Europe remains cheap relative to the developed world, trading at a discount on a 12-month forward PE basis (p. 12). Valuation dispersion between US and Europe
has narrowed this month with the sector neutral discount down to ~15 % from cycle highs of ~33% (p. 51). Despite a close to 75% rally since the trough in March,
European valuations are not particularly stretched with the composite valuation indicator (CVI) lying close to neutral (pg 52). Among the industry groups, pharma,
energy, and media look cheap, but consumer durables, real estate, and autos look less attractive than usual (pg 53).
Negative/Neutral economy data: Regional surveys disappointed, and sentiment indicators continued to be mixed this month. The pan European PMI Manufacturing
index rose to a 17-month high of 50.7 (vs. 49.3 in September).
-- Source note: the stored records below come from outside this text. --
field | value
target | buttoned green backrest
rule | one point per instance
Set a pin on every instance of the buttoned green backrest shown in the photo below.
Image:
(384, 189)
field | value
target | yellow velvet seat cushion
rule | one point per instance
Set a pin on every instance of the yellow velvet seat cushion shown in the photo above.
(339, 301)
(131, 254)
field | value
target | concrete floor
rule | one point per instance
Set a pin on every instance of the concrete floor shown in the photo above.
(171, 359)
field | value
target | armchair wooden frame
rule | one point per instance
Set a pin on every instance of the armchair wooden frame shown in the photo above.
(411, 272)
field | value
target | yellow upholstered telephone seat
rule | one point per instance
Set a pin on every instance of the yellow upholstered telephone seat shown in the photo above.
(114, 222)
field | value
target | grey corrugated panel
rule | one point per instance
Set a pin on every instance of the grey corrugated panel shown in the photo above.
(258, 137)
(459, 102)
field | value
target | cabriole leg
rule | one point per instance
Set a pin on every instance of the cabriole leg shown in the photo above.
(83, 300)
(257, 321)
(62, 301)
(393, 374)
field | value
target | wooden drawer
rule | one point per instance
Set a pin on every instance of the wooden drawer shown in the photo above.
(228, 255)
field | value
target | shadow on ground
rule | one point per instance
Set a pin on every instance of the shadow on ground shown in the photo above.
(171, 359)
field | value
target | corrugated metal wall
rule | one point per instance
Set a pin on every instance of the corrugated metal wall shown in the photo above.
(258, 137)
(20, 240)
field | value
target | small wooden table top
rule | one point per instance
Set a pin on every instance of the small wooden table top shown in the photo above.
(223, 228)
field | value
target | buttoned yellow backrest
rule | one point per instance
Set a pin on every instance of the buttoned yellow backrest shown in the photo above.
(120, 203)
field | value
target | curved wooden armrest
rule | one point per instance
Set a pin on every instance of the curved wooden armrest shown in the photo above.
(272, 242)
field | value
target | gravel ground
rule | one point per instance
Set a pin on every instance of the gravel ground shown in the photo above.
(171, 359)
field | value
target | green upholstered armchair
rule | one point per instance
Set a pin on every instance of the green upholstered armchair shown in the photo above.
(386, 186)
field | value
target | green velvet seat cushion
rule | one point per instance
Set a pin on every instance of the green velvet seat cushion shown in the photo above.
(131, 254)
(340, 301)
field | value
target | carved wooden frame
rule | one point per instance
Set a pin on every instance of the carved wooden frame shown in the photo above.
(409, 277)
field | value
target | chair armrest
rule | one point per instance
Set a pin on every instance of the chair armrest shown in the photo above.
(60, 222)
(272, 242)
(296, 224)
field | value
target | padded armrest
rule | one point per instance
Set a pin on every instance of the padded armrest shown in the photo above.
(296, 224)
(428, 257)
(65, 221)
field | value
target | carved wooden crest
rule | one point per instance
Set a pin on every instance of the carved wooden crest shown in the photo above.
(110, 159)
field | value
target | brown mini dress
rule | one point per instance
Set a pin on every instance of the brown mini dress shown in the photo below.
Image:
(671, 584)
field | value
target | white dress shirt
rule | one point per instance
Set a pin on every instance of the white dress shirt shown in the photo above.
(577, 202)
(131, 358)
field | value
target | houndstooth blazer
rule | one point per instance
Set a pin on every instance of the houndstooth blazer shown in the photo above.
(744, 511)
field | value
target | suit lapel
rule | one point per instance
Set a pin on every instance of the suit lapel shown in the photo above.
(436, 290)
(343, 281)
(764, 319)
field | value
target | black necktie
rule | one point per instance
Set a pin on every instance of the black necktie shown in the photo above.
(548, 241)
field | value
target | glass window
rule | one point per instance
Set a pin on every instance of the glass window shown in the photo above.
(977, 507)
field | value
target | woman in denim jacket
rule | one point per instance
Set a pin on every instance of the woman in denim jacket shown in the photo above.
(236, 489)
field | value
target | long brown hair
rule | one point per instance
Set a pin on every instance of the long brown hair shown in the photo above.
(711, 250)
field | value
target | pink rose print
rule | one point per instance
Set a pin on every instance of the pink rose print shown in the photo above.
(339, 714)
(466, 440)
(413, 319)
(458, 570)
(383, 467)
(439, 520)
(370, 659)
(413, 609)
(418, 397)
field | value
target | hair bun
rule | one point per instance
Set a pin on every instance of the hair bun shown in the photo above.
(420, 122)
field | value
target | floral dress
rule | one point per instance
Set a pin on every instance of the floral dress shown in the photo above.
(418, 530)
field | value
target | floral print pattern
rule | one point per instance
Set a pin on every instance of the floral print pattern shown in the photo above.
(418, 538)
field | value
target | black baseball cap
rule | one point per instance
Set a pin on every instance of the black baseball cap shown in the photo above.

The ZEW economic sentiment indicator disappointed for a second straight month, plunging below
expectations to 51.8 (vs. 56.9 in the previous month) while the European business and consumer confidence came in-line with expectations and Germany’s IFO
business climate indicator rose slightly. Marginally below expectations, Euro Area Industrial production rose for the fifth straight month with production rising 0.3%
m/m in September and a pickup in Industrial new orders as well. Among countries, most in the region including France, Italy and Spain saw declines in their IP, but
Germany and UK surprised heavily on the upside.
Our European economist Elga Bartsch doesn’t expect a V-shaped recovery and doesn’t change her fundamental view that the recovery will likely remain lackluster.
She believes the current bounce in inventory could potentially set up for disappointment, and a sizeable gap between inventories and orders could potentially be a
warning sign of a double-dip at the turn of the year.